Una muerte muy dulce es el relato breve, doloroso y angustioso de las seis semanas que la madre de Simone de Beauvoir, Françoise, pasó ingresada en una clínica antes de morir. En 1963 y con 78 años, Françoise sufre una caída y se rompe el fémur. Al ingresarla y examinarla se descubre que tiene una obstrucción intestinal causada por un tumor ya expandido. Aunque en la operación retiran los tumores posibles, es cuestión de poco tiempo que muera. Sus hijas deciden engañarla y contarle que ha sido una operación de peritonitis y que ha tenido mucha suerte de estar ya ingresada. Y aunque la mujer está atendida por sus hijas e incluso por una cuidadora nocturna, los tratamientos del dolor no son los actuales, y sólo los episodios de llagas producidos por las escaras resultan de lectura insoportable por momentos. El impacto de la agonía, de sus detalles físicos, de las miserias de la corrupción del cuerpo, es el principal caudal de este pequeño y sentidísimo volumen, menos dedicado al duelo posterior que a la fisicidad de la enfermedad y la muerte.

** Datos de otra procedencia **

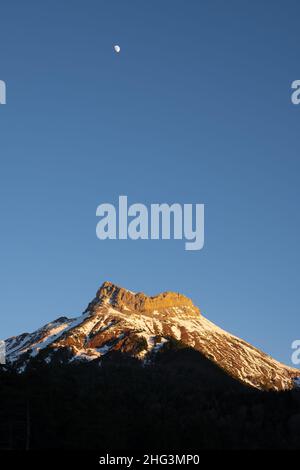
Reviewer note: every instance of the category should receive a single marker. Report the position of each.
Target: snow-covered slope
(119, 320)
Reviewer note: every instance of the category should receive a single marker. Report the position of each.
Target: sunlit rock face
(118, 320)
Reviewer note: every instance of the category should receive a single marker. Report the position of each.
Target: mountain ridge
(140, 326)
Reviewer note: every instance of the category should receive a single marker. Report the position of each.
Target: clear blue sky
(196, 108)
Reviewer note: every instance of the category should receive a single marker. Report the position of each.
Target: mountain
(143, 327)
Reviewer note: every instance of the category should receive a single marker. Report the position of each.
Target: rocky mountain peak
(125, 300)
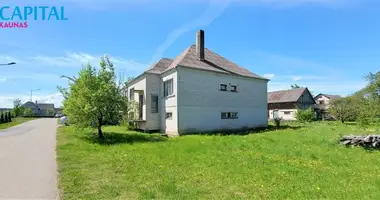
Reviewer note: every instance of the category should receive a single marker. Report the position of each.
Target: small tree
(28, 112)
(9, 117)
(94, 97)
(2, 118)
(305, 115)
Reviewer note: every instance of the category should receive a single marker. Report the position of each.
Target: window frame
(233, 88)
(168, 115)
(223, 85)
(154, 105)
(168, 88)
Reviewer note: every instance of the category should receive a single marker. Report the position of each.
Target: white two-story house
(199, 91)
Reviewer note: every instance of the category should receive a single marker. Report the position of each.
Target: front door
(141, 103)
(275, 114)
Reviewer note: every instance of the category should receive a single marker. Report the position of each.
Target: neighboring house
(323, 102)
(198, 91)
(40, 109)
(284, 103)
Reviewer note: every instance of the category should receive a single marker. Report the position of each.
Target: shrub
(305, 115)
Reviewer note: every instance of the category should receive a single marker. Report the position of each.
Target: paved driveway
(27, 161)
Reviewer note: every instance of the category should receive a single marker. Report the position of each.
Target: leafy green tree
(28, 112)
(9, 117)
(2, 120)
(306, 115)
(94, 97)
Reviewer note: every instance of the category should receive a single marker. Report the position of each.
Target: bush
(305, 115)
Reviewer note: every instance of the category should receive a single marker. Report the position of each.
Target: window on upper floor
(154, 103)
(223, 87)
(168, 87)
(229, 115)
(233, 88)
(132, 94)
(169, 116)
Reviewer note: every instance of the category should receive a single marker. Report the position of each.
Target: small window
(233, 88)
(223, 87)
(229, 115)
(169, 115)
(132, 94)
(168, 87)
(154, 103)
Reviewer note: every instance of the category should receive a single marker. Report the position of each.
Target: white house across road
(199, 91)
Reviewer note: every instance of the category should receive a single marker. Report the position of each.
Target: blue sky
(326, 45)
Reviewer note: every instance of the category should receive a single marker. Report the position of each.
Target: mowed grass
(15, 121)
(298, 162)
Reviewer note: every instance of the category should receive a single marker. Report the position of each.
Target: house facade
(284, 103)
(198, 91)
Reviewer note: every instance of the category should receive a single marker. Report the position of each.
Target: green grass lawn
(15, 121)
(299, 162)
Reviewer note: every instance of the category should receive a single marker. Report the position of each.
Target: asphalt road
(27, 160)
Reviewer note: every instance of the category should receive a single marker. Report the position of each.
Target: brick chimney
(200, 46)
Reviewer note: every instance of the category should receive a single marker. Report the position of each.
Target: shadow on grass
(248, 131)
(112, 138)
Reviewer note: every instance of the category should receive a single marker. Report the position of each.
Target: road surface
(27, 160)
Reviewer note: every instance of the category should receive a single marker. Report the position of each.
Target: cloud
(75, 59)
(297, 78)
(55, 98)
(268, 76)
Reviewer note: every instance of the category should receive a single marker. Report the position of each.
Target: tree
(28, 112)
(17, 108)
(9, 117)
(2, 118)
(94, 97)
(295, 86)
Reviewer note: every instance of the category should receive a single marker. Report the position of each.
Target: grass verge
(15, 121)
(298, 162)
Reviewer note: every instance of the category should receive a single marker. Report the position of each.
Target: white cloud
(55, 98)
(297, 78)
(268, 76)
(75, 59)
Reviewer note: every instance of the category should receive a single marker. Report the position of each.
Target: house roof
(160, 66)
(330, 96)
(39, 105)
(285, 96)
(212, 62)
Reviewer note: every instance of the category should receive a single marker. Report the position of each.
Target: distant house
(198, 91)
(40, 109)
(284, 103)
(323, 102)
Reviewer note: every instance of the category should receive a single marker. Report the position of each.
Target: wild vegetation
(94, 98)
(297, 161)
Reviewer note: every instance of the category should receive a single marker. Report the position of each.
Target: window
(168, 87)
(169, 115)
(223, 87)
(154, 103)
(233, 88)
(229, 115)
(132, 94)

No trasciende en el libro el pensamiento de la obra general de Beauvoir, aunque existe cierta denuncia de clase por la labor de la élite médica frente al calor de las enfermeras, y elecciones literarias claras. Se trata de un relato casi totalmente protagonizado por mujeres, pero sin subrayados: es obvio quién se dedica a los cuidados de manera casi exclusiva en la familia y en la clínica, a excepción de médicos y cirujanos, a los que la autora reduce los nombres a las simples iniciales de sus apellidos: el Dr. N, el Dr. J, el Dr. B, en un juego de despersonalización dirigido contra quien se atribuye sin derecho alguno la ‘propiedad’ del enfermo. Sartre, algún primo, el cuñado de Simone… sí merecen figurar, en general de modo muy fugaz, con su nombre o apellido completo.
Todos, imagino, tenemos – o tendremos- un relato sobra nuestra madre y su muerte (aquí el mío). Es difícil ver novedad en estos retratos de cotidianeidad (aquí Joyce Farmer, aquí Javier Gomá), hasta ahora tal vez reprimidos por ser una excepción personal no interesante, hasta que el yo literario ha copado el mundo del relato. Simone de Beauvoir en realidad vive un shock inesperado de seis semanas, en que la estabilidad de la relación con su madre se rompe repentinamente. Los matices de su relación parten del reconocimiento de la figura peculiar de Beauvoir en su tiempo -una mujer intelectual de cierto éxito, atea, comunista, y que no estaba casada con su pareja-, pero no dejan de ser comunes: la impresión de la primera vez que le ve desnuda con su pubis calvo, la dureza que la madre siempre atribuyó a su hija fría y distante, el recuerdo del cuerpo materno amante en la infancia y hostil en la adolescencia… para terminar en el lamento por la singularidad perdida. No está libre de logros literarios: el cuerpo que se desnuda en el centro del relato llega al hospital vestido con una mañanita y sale forrado con una barbillera; pero, con elegancia de nuevo, no se subraya. También es interesante el reflejo del proceso: la obsesión por la clínica y sus engranajes, sus clases, y su implantación en la vida diaria no ya de la enferma sino de la propia Beauvoir, incapaz de retomar su cotidianeidad anterior.
Lógicamente este es un libro a leer con serenidad y algo de tiempo tras los ‘hechos’ de cada familia, porque la lectura resulta de congoja y tristeza fuertes. En el libro se filtra el sentimiento de una intelectual, que no llega a desatarse ni desmoronarse, pero que se sorprende, aparentemente, de que algo conceptualmente tan natural como la muerte no lo sea. La frase final va dedicada a ella: “una violencia indebida”. Probablemente no es sólo por el acto de morir en sí, sino por sus actores circundantes. A esa violencia responde un texto ágil, directo, de escaso lirismo, sin moral cristiana, pero de conmoción contemporánea obvia.